А потом мистер Миддлтон сказал Торнхиллу, что мог бы взять его в учение. «Но запомни: никакого воровства, — предупредил он. — Украдешь хоть что-нибудь — тут же вылетишь башкой вперед». Что до сестер, то он знал человека, которому нужны были швеи для незатейливой работы, так что им удастся продержаться.

• • •

В самый сильный мороз того года, в январский день, когда переливающиеся как жемчуг облака, казалось, сами были сделаны изо льда и от холода даже было тяжело дышать, мистер Миддлтон сопроводил Торнхилла от церкви Святой Марии на Холме к зданию Гильдии водников, где Торнхилла должны были официально закрепить за ним в качестве ученика.

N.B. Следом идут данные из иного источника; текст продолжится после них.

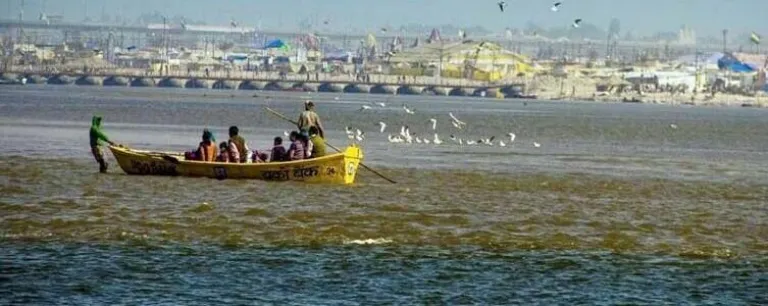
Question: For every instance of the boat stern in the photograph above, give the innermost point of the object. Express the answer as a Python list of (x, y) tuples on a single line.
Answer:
[(353, 155)]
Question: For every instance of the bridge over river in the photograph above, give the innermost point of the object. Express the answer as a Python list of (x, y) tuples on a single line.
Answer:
[(245, 80)]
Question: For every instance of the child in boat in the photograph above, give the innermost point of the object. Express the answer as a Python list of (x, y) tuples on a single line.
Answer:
[(206, 151), (278, 151), (317, 141), (259, 157), (307, 145), (296, 150), (223, 153)]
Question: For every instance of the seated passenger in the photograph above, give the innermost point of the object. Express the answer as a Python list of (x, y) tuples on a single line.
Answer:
[(259, 157), (307, 145), (223, 153), (296, 150), (278, 151), (239, 141), (207, 151), (234, 152), (317, 141)]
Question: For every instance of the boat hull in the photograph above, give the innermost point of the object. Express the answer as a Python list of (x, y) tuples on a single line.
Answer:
[(340, 168)]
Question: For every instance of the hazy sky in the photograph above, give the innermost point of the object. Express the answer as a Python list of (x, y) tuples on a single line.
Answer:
[(642, 16)]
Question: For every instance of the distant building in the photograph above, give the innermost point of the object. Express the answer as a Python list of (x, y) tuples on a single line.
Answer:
[(686, 36)]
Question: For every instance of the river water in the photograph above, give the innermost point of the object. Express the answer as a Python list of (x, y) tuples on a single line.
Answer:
[(620, 204)]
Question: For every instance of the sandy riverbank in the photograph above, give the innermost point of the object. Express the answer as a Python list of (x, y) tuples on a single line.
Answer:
[(583, 89)]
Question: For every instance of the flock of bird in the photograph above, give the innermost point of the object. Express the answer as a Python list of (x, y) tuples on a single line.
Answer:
[(555, 7), (406, 136)]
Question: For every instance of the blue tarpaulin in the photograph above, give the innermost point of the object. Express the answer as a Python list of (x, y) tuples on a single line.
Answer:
[(276, 44), (730, 63)]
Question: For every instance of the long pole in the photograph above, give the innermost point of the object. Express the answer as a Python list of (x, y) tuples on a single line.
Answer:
[(725, 40), (281, 116)]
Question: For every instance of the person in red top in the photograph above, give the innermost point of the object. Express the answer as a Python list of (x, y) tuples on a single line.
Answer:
[(207, 151), (278, 151), (296, 150)]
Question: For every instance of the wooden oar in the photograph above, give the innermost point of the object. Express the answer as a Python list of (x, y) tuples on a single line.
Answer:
[(279, 115)]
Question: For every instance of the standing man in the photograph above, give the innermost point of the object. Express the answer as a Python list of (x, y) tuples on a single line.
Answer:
[(239, 142), (97, 140), (309, 118)]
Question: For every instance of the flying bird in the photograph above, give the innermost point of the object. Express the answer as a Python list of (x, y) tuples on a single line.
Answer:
[(556, 7), (576, 23)]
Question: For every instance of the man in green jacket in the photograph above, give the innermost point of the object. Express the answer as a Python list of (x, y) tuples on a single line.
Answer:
[(97, 140)]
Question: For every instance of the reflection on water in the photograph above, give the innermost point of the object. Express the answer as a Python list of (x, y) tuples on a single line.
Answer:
[(613, 206)]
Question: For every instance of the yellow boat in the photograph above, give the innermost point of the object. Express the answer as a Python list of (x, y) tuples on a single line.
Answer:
[(340, 168)]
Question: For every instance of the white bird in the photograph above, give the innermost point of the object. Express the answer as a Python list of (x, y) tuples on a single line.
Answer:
[(408, 110), (459, 122), (394, 139), (576, 23), (456, 124), (556, 7), (350, 133), (487, 141), (437, 140)]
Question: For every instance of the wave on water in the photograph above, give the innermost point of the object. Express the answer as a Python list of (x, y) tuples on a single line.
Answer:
[(67, 200), (368, 241)]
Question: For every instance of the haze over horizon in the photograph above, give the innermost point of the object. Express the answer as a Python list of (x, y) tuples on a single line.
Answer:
[(706, 17)]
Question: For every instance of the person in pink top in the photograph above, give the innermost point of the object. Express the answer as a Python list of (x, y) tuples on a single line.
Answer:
[(296, 150)]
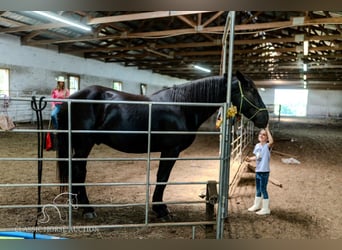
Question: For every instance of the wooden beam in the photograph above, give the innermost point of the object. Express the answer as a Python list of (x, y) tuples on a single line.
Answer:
[(175, 32), (140, 16)]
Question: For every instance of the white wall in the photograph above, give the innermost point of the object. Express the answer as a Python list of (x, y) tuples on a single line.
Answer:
[(33, 72), (321, 103)]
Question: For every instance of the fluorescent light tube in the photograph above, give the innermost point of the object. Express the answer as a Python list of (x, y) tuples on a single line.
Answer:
[(63, 20), (201, 68)]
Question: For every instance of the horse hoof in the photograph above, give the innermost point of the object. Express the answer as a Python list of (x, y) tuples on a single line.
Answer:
[(89, 215)]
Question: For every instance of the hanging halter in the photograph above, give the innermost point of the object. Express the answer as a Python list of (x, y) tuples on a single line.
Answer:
[(246, 99)]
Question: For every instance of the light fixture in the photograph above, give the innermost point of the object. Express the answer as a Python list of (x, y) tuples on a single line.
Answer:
[(201, 68), (306, 47), (61, 19)]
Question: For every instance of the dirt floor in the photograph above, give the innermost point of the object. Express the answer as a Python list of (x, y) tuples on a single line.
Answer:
[(307, 206)]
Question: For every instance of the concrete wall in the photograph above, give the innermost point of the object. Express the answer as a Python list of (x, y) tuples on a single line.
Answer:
[(33, 72)]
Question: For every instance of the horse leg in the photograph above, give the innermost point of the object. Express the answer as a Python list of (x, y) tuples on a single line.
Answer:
[(163, 174), (79, 173)]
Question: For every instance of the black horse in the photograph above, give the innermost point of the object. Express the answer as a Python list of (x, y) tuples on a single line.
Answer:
[(134, 117)]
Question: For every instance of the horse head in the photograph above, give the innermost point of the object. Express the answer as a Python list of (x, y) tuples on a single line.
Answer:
[(248, 101)]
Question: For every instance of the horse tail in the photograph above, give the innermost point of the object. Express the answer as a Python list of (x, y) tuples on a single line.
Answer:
[(62, 148)]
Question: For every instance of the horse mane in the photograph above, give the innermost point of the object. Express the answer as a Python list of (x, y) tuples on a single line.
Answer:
[(202, 90)]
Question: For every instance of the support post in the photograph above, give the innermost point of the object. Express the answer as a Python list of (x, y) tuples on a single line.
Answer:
[(210, 199)]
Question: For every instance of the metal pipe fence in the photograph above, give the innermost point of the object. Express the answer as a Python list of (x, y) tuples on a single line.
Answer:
[(241, 137)]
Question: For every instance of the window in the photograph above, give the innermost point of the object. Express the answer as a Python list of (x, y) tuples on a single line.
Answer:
[(143, 88), (117, 85), (74, 83), (293, 101), (4, 82)]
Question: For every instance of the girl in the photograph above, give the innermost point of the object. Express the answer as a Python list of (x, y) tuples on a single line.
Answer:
[(60, 92), (262, 157)]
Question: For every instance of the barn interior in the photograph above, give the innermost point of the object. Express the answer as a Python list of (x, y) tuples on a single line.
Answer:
[(284, 52)]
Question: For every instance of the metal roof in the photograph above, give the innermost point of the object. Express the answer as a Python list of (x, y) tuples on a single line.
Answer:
[(268, 44)]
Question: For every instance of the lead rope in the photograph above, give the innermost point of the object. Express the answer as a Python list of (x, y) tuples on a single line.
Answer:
[(40, 135), (246, 99)]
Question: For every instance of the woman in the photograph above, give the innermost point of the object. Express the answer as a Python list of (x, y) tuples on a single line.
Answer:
[(60, 92), (262, 157)]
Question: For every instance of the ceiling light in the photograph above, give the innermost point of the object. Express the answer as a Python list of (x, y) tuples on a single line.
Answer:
[(201, 68), (306, 47), (61, 19)]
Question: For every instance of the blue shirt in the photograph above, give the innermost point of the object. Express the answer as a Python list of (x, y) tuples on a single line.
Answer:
[(263, 156)]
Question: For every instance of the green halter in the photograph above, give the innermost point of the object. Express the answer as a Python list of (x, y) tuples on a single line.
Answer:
[(246, 99)]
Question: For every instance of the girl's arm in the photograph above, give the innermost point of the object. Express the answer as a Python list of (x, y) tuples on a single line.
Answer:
[(250, 158)]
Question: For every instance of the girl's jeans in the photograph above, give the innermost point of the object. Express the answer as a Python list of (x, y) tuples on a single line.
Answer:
[(54, 113), (261, 180)]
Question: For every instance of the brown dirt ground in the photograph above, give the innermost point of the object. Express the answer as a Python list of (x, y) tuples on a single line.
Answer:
[(308, 206)]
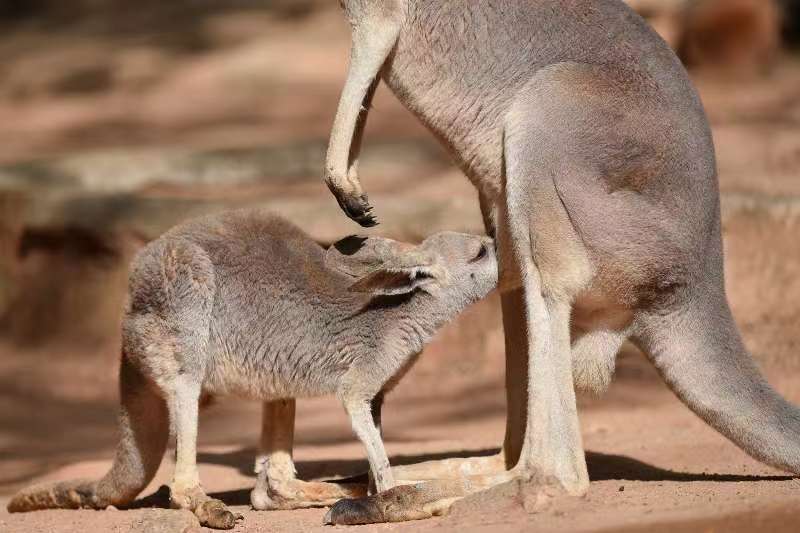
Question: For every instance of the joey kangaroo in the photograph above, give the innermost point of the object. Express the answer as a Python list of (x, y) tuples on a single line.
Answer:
[(596, 173), (245, 303)]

Он и другие мальчики ждали в длинном, продуваемом насквозь проходе, выложенном стертыми временем плитами. Они сидели на жесткой и слишком узкой скамье, холод от камней насквозь проморозил ему ноги в деревянных башмаках, но он чувствовал, что в этот день происходит прорыв из его ужасного, голодного и грязного прошлого. Мистер Миддлтон сел рядом, он все еще тяжело дышал после крутого подъема на холм, а Торнхилл вообще почти не дышал: перед ним представало будущее, на которое он и надеяться не смел.

Если он осилит семь лет ученичества, он станет полноправным членом сообщества лодочников Темзы. Людям всегда будет нужно перебираться с берега на берег, уголь и зерно всегда нужно будет доставлять к причалам от стоящих на рейде кораблей. И пока у него будет здоровье, ему больше никогда не придется голодать. Он поклялся себе, что станет лучшим из учеников, самым сильным, самым быстрым, самым сообразительным. А после семи лет, став свободным, он будет самым усердным лодочником на всей Темзе.

А когда у него будет работа, он сможет жениться на Сэл и содержать ее. Как ни крути, а мистеру Миддлтону понадобится сильный зять, чтобы помогать в деле и, что совершенно естественно, унаследовать его. Сегодня для него откроются все прежде наглухо закрытые двери!

Лестница походила на лестницу из сна — закрученная, словно кожура апельсина, вокруг хлипкой рейки, она поднималась к льющемуся с неба свету. Наверху он замер, и мистер Миддлтон почти втянул его за собой в большую комнату с турецким ковром на полу, сверкающими шандельерами, он чувствовал жар камина и смотрел на темные торжественные лица на развешанных по стенам портретах.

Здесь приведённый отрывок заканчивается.